Back at the Odeon the cinema’s Assistant Manager eventually came in to apologise and announce to the room that they were going to be unable to show The Usual Suspects.  Apparently the cinema had missed getting the rights to show the film, and when they had tried to play it on their super high tech projector it had therefore refused to work.  Quite how a projector can realise they didn’t have the rights, but not the humans that are supposedly running it is a little worrying to be honest.  Much has been written about the death of celluloid, and the lost art of the projectionist (not least in Mark Kermode’s excellent 2012 analysis of modern day cinema, ‘The Good, the Bad and the Multiplex’), but this felt like projectors were fighting back.  Skynet was live!

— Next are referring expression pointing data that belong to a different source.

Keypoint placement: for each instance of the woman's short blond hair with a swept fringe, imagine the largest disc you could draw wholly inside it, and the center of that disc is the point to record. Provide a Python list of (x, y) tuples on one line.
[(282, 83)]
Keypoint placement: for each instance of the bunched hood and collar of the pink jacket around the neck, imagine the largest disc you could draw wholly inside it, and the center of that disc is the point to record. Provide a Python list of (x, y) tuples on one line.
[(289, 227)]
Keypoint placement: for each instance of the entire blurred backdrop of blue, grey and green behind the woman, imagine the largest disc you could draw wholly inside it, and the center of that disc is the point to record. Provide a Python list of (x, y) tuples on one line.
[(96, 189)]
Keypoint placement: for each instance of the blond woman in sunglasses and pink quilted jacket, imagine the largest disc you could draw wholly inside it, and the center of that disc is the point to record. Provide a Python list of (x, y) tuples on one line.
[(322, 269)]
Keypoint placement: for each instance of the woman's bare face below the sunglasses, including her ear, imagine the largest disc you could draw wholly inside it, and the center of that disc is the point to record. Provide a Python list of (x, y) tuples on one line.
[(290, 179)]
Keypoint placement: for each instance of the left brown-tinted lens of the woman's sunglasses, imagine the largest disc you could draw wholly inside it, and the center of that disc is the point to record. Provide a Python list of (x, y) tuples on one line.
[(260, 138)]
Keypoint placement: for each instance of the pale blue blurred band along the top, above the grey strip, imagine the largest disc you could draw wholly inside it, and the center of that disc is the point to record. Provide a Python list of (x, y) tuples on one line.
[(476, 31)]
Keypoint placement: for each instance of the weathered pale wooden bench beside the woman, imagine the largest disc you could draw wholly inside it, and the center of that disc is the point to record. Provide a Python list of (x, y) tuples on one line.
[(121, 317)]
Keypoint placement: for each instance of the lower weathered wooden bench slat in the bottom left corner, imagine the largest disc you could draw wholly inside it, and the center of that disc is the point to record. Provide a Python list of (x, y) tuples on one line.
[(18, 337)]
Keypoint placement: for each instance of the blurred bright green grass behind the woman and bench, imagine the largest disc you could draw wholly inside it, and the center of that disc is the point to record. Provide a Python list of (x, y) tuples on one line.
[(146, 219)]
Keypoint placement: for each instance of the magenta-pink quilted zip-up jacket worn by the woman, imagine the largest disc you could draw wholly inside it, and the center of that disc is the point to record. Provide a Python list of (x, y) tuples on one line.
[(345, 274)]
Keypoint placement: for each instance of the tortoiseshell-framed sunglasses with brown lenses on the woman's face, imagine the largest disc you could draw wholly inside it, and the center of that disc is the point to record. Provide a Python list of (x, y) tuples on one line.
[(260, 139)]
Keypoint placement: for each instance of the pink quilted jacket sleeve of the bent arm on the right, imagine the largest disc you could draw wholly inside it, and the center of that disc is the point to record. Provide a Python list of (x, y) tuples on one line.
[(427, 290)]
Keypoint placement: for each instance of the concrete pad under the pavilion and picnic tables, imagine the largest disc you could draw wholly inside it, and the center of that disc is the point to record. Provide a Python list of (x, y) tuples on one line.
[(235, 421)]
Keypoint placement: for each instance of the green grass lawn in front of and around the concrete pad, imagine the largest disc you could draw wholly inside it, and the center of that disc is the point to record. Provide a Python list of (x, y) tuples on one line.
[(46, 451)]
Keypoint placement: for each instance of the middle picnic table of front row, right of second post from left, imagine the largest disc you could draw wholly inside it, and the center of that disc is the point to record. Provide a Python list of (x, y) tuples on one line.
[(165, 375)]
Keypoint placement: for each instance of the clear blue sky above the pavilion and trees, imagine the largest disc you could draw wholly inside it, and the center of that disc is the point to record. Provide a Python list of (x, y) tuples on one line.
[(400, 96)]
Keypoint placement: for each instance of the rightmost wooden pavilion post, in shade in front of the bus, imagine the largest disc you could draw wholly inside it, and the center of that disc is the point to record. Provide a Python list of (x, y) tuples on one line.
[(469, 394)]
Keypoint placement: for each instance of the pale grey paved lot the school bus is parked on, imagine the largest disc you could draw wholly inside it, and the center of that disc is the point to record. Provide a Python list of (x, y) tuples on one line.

Despite their almighty cock up, our refunds and free pass for our next visit were handled quickly and efficiently by the Odeon staff, but we still had roughly half a tonne of popcorn and a vat of coke left to consume.  With that in mind we sulked off back home in search of a 90min easy-to-watch DVD off the shelf… and so naturally we decided on Deep Blue Sea (1999).  If you haven’t seen this movie, please go and check it out, but leave your brain at the door.  A group of scientists create a genetically modified hoard of sharks with huge brains in their search for an Alzheimer’s cure.  Shock horror, things go awry and everyone finds themselves on the menu of super-intelligent sharks.  Although the whole thing may come close to Sharknado (2013) level of dumb, it is a lot more fun.  You’ve got Samuel L Jackson picking up the cheque, Stellan Skarsgård looking confused as to how he’s ended up here (as we all are), and LL Cool J playing a chef.. with a parrot for a best mate.. and he hides from a shark in an oven.. and the shark turns the oven on.. and it’s so bad great.

Following the mess earlier that evening it was exactly what Eve and I were in the mood for.  She admitted she always thought this was 1995’s Waterworld (Kevin Costner wishes), and then redeemed herself with the observation that Deep Blue Sea is just trying to be Jurassic Park (1993) on water.  A fenced enclosure far from the rest of the world houses scientists playing god with genetically mutated creatures?  Check.  The movie opens with a near death experience, and everyone has to leave the site bar the main characters because of a really bad storm?  Check.  There was even a feeding scene as a large prey was lowered in to the enclosure, and just replace ‘Velociraptors learn how to open doors’ with the much more ambitious ‘Sharks learn how to turn on ovens.’  For sweaty and topless Jeff Goldblum breathing heavily on a table, see Saffron Burrows stripping down to her undies to use her rubber wetsuit as an insulator from the electric current in the water… Okay, I’m losing it but you get the idea.

In the end we had a fun evening, and spent far too much time googling the lyrics of LL Cool J’s title song from the soundtrack, ‘Deepest Bluest (Shark’s Fin)’.  Despite Odeon’s huge cock up that evening I think I will be back to give Flashbacks a second chance.  Showings of Snatch (2000) and Silence of the Lambs (1991) will be difficult to miss, so hopefully the people behind the scenes can avoid any similarly embarrassing scenes again.  I really hope more multiplex cinema chains begin to show the odd classic film here and there.  Some may be put off by my The Usual Suspects experience (or lack thereof), and I do understand some avoiding impersonal and overpriced multiplex cinemas full stop.  Ultimately though, these are the cinemas most accessible to the masses, and in my experience there are masses desperate for classics such as Deep Blue Sea on the big screen.